Untitled, study for November Twenty Six Nineteen Hundred Sixty Three, 1963  

Gouache and ink on paper; image: 5 x 6 ⅜; poem: 5 ⅝ x 5 ¾ 

Gift of Dr. Shirley Rose and Dr. Donald Rose, 2023

Ben Shahn worked fervently against injustice, prejudice, and oppression for the entirety of his artistic career. As a Jewish immigrant himself, his work focused on illuminating and uplifting American immigrants, workers, and disenfranchised communities. His most well known works, the series of twenty three paintings titled The Passion of Sacco and Vanzetti (1931-33) portrayed two working class Italian-American anarchists, Bartolomeo Vanzetti and Nicola Sacco, who were charged with murder and sentenced to death. After public outrage and protests, the artist chose to represent the events as a failure of the American justice system. Throughout his career Shahn created powerful images—paintings, photography, and prints—that directly addressed human suffering, from war-torn landscapes to intimate views of loneliness and poverty. He believed wholeheartedly that art could create an educated and sensitive public. Shahn declared, “I paint two things: what I love and what I abhor.”

This illustration is one image in the book November Twenty Six Nineteen Hundred Sixty Three written by Wendell Berry and published in 1963. The date marks the day of the funeral of the American President John Kennedy. The artist felt that the date and event formed a radical point of departure in American history. The book is one of the first artistic reactions to that historical event. The book is composed of a series of poetic vignettes, created by Wendell Berry during four days of continuous television coverage following the tragic events in which Berry felt the need to write about the nation in its time of grief. Shahn illustrates each of Berry’s poems and provides a preface to the text, memorializing the former President. The author and artist form a fine collaboration of sensibilities as each is dedicated to a humanist approach to contemporary life. This original drawing depicts a single man, standing in a field of golden wheat, touching a growing stalk. The background is a golden wash that gives way to a few windows of light blue. The man is pensive, pondering the growth of a new season. Berry’s poem speaks to the upcoming summer and the new world that must move forward.  

Born in Lithuania, Ben Shahn immigrated to the United States in 1906. He began his art training as a lithographer. Between 1919 and 1922 he studied biology at New York University, and went on to study art at the City College of New York and the National Academy of Design.
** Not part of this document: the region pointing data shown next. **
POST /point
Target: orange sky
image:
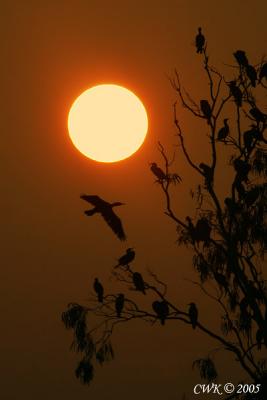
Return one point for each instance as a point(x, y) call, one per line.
point(51, 51)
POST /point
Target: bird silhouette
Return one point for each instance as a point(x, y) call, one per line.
point(157, 171)
point(224, 131)
point(161, 308)
point(252, 74)
point(250, 136)
point(106, 210)
point(263, 72)
point(119, 304)
point(206, 109)
point(251, 196)
point(242, 168)
point(208, 173)
point(202, 230)
point(99, 290)
point(200, 41)
point(257, 114)
point(126, 259)
point(236, 92)
point(139, 282)
point(193, 314)
point(241, 58)
point(259, 338)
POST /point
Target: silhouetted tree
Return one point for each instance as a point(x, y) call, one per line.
point(227, 236)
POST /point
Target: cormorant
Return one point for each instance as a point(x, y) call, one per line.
point(241, 58)
point(242, 168)
point(251, 196)
point(161, 308)
point(139, 282)
point(252, 74)
point(208, 173)
point(157, 171)
point(202, 230)
point(257, 114)
point(206, 110)
point(200, 41)
point(126, 259)
point(259, 338)
point(249, 136)
point(263, 72)
point(191, 228)
point(99, 290)
point(193, 314)
point(106, 210)
point(235, 91)
point(119, 303)
point(224, 131)
point(221, 280)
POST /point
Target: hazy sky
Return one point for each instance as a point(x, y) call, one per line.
point(51, 51)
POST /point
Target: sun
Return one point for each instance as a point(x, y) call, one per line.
point(107, 123)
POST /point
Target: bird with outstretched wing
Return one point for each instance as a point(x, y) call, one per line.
point(106, 210)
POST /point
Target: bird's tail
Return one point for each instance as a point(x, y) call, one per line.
point(89, 212)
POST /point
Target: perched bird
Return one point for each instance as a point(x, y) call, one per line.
point(221, 280)
point(251, 74)
point(157, 171)
point(263, 72)
point(208, 173)
point(235, 91)
point(106, 210)
point(126, 259)
point(119, 304)
point(259, 338)
point(249, 137)
point(202, 230)
point(206, 109)
point(241, 58)
point(161, 308)
point(99, 290)
point(224, 131)
point(191, 228)
point(257, 114)
point(139, 282)
point(251, 196)
point(193, 314)
point(242, 168)
point(200, 41)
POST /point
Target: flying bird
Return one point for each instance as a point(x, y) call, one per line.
point(139, 282)
point(263, 72)
point(106, 210)
point(241, 58)
point(206, 109)
point(224, 131)
point(157, 171)
point(119, 304)
point(193, 314)
point(99, 290)
point(200, 41)
point(235, 91)
point(161, 308)
point(126, 259)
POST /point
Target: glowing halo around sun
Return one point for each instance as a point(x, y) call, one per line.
point(107, 123)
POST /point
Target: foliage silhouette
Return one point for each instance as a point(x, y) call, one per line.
point(227, 236)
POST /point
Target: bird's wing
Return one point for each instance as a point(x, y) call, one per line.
point(115, 224)
point(93, 199)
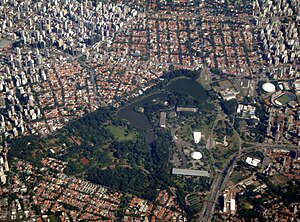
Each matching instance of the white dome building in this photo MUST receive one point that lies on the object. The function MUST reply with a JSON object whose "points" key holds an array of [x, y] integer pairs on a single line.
{"points": [[196, 155], [268, 87]]}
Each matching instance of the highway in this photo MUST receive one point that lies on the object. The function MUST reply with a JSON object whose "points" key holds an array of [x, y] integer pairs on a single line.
{"points": [[219, 183]]}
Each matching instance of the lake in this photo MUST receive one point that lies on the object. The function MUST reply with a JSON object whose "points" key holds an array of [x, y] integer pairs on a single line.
{"points": [[140, 120]]}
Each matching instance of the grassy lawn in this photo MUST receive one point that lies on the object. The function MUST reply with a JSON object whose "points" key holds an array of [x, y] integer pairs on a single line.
{"points": [[246, 205], [237, 177], [121, 133]]}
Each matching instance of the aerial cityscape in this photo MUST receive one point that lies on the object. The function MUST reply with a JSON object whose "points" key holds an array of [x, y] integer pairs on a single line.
{"points": [[155, 110]]}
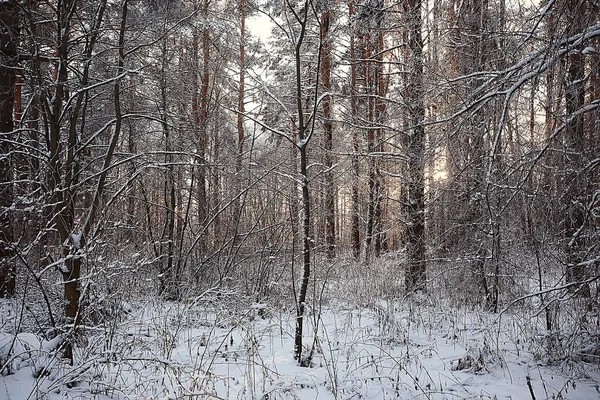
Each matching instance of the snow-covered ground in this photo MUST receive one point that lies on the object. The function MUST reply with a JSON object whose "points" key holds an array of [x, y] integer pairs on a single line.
{"points": [[384, 350]]}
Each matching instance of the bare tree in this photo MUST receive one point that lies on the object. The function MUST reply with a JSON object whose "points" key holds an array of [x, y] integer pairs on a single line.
{"points": [[9, 37]]}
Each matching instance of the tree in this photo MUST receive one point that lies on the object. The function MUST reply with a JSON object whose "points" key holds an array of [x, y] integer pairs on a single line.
{"points": [[415, 202], [9, 36]]}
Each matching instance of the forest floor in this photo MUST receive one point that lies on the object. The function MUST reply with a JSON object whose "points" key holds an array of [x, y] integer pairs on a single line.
{"points": [[217, 348]]}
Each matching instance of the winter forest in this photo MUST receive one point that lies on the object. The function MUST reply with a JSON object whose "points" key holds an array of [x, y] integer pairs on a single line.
{"points": [[299, 199]]}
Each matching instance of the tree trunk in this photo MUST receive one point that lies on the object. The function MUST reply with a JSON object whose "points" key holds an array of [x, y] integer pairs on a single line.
{"points": [[328, 133], [355, 216], [416, 266], [575, 156], [9, 18]]}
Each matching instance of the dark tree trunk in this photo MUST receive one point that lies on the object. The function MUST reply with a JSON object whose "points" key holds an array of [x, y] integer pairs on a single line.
{"points": [[415, 231], [328, 134], [355, 196], [9, 36], [575, 156]]}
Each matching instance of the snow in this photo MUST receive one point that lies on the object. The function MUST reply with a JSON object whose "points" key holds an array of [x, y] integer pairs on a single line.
{"points": [[384, 350]]}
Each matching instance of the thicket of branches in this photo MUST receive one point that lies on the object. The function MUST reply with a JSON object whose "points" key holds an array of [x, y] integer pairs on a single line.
{"points": [[158, 148]]}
Sharing a studio in 1929 with the photographer Walker Evans stimulated Shahn’s own interest in photography and he worked as a photographer for the Farm Security Administration from 1935 to 1938. He experimented with silkscreening and created magazine illustrations and advertisements. Shahn was a teacher and lecturer at many institutions such as University of Colorado, University of Wisconsin, Black Mountain College, and Harvard University. He had many solo exhibitions during his career and was included in the Museum of Modern Art’s 1932 exhibition Murals by American Painters and Photographers.